Se volessimo elencare molte delle ragioni per cui la maionese è assolutamente amabile, potremmo citare anche i numerosi articoli in cui si consiglia di usarla per fare impacchi nei capelli, rendendoli più lucidi e robusti. Io preferisco non provarci, ma voglio andare sulla fiducia. Tra gli usi alternativi citati di questo prodigioso alimento, ci sono anche l’oliatura delle porte e delle maniglie che scricchiolano (molto intuitivo) e la pulizia delle macchie causate da residui di vernice. Cosa che non vi sto assolutamente consigliando di fare, mi ripeto.

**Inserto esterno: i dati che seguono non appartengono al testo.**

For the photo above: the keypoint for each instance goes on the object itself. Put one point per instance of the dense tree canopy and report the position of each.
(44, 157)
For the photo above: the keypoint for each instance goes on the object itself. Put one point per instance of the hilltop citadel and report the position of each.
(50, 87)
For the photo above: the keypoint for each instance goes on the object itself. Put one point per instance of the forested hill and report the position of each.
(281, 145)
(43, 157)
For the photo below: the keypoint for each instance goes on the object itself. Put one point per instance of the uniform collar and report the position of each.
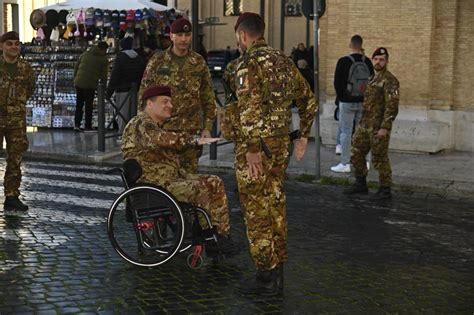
(257, 43)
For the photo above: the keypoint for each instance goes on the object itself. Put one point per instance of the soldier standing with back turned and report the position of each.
(267, 82)
(373, 134)
(186, 72)
(17, 84)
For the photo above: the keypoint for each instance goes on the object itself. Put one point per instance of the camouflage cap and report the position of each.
(245, 16)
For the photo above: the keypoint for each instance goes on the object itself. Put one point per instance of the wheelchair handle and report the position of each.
(116, 170)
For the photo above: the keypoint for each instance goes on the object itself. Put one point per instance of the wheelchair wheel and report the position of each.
(146, 226)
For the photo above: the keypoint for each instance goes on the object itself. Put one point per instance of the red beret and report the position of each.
(181, 25)
(156, 90)
(12, 35)
(244, 16)
(380, 51)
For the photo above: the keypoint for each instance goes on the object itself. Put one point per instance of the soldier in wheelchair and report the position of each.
(156, 153)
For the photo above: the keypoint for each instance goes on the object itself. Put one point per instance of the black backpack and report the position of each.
(358, 77)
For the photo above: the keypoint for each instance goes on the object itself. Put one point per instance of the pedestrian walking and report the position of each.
(350, 80)
(126, 75)
(373, 134)
(88, 70)
(157, 150)
(186, 73)
(17, 84)
(266, 83)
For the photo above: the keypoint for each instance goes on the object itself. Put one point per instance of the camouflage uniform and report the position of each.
(229, 114)
(14, 92)
(156, 150)
(266, 84)
(192, 97)
(380, 109)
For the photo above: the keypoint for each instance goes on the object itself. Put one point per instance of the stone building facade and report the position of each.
(430, 44)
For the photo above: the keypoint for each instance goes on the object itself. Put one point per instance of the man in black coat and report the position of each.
(127, 72)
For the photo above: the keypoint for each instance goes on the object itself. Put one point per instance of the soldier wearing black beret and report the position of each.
(16, 87)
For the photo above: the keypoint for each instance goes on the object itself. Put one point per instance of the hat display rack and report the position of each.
(62, 34)
(89, 24)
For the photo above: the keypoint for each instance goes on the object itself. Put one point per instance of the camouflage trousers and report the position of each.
(17, 144)
(363, 141)
(207, 192)
(189, 158)
(264, 204)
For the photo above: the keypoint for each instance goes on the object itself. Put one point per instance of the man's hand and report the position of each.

La maionese si può fare a casa in pochissimi minuti, ormai. Prima non era così, come testimonia uno splendido spezzone del film “Grandi Magazzini” del 1986 in cui Renato Pozzetto in veste di corriere deve consegnare un pacco sfidando le grinfie di un enorme alano mentre la signora, la padrona di casa, non può uscire perché sta facendo la maionese a mano e non può interrompersi sennò quella “impazzisce”.
Nonostante i prodigi del minipimer, la maggior parte delle persone continua a comprare la crema gialla nella grande distribuzione. Uno dei motivi (più che legittimi) si può ricondurre alla paura delle uova non pastorizzate, che possono diventare un pericoloso veicolo di salmonella, come testimonia un episodio del 2016 in cui un’intera famiglia, nonna compresa, di Bassano del Grappa finì all’ospedale perché il padre aveva deciso di preparare la maionese in casa.

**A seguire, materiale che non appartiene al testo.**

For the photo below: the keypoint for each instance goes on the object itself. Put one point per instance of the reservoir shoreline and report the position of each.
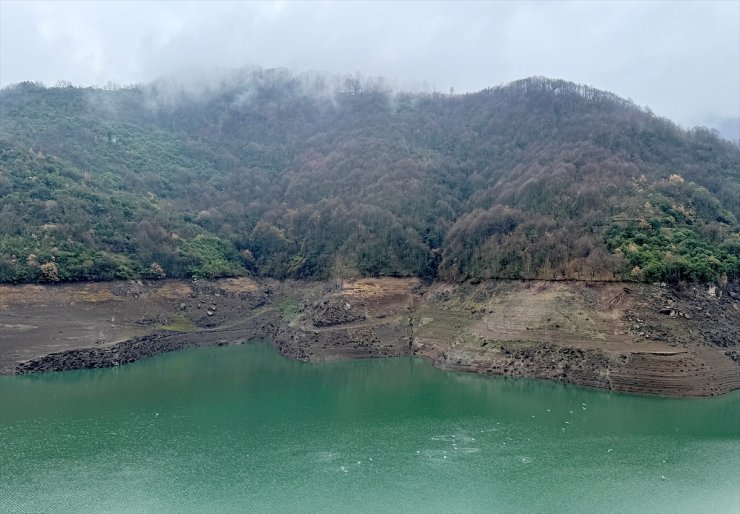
(628, 337)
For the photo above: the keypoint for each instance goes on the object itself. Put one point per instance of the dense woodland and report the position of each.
(308, 176)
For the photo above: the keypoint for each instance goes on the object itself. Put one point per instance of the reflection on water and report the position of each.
(240, 428)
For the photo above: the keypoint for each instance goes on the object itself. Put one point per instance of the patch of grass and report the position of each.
(179, 323)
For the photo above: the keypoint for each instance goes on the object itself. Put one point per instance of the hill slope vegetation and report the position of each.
(268, 173)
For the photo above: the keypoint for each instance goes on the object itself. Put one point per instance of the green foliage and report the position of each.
(673, 254)
(278, 175)
(211, 257)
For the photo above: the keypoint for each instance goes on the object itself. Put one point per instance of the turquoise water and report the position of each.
(241, 429)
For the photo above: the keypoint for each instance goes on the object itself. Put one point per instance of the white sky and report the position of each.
(680, 58)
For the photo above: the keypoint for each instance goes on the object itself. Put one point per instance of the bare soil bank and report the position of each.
(619, 336)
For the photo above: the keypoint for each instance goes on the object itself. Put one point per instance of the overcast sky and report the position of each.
(680, 58)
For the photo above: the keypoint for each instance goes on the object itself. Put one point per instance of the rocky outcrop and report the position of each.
(640, 339)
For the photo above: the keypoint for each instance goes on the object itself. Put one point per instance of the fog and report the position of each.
(682, 59)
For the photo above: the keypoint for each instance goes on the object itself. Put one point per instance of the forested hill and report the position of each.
(268, 173)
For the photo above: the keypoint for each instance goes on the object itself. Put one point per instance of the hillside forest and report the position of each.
(309, 176)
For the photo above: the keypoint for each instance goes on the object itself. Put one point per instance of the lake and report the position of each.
(240, 428)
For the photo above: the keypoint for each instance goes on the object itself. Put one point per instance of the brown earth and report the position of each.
(626, 337)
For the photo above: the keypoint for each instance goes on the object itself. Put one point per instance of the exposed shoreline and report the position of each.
(623, 337)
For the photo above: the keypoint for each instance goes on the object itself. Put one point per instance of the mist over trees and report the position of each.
(308, 176)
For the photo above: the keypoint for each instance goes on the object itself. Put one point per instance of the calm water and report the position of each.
(242, 429)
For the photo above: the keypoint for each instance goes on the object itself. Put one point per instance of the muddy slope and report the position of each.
(624, 337)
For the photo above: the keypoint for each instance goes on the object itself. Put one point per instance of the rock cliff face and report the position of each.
(622, 337)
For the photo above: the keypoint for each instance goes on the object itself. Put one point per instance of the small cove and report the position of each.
(240, 428)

La questione della sicurezza alimentare ha permesso ad alcuni campioni di mercato, come Calvé, Kraft e Heinz (quest’ultime in realtà fanno parte dello stesso gruppo) di diventare famosi in tutto il mondo per le loro maionesi. Tra di loro, sia Calvé che Heinz offrono lo stesso numero di referenze, cinque tipologie di ricette che possono presentarsi anche con confezioni diverse. Nel caso di Heinz, oltre alla maionese “originale” c’è quella vegana, quella con il ketchup, quella al tartufo, quella al limone e pepe nero.
Per Calvé invece ci sono: la classica, la fresca, la cremosa, la raffinata e la vegetale. Kraft infine è quella che propone anche il secchio di maionese con 5 kili di prodotto, la bustina monouso e il tubetto tipo “dentifricio” da 150 ml, oltre al classico vasetto in vetro.
Nel 2021 Altroconsumo testò 21 maionesi del supermercato diverse, constatando che “Tutti i prodotti, anche quelli che si definiscono leggeri, sono nutrizionalmente sbilanciati e vanno consumati con moderazione”. Eppure per me la maionese continua ad essere uno di quegli alimenti che metterei anche sui biscotti per fare merenda, per quanto non la compri quasi mai. Il motivo mi pare semplice: la grassezza del sapore nonché la sua pienezza, il bilanciamento di punte d’acido, salato e dolce, la consistenza voluttuosa. Se poi si guarda questo video in slow motion in cui quello della maionese appare un miracolo della gastronomia, il colpo di fulmine è assicurato.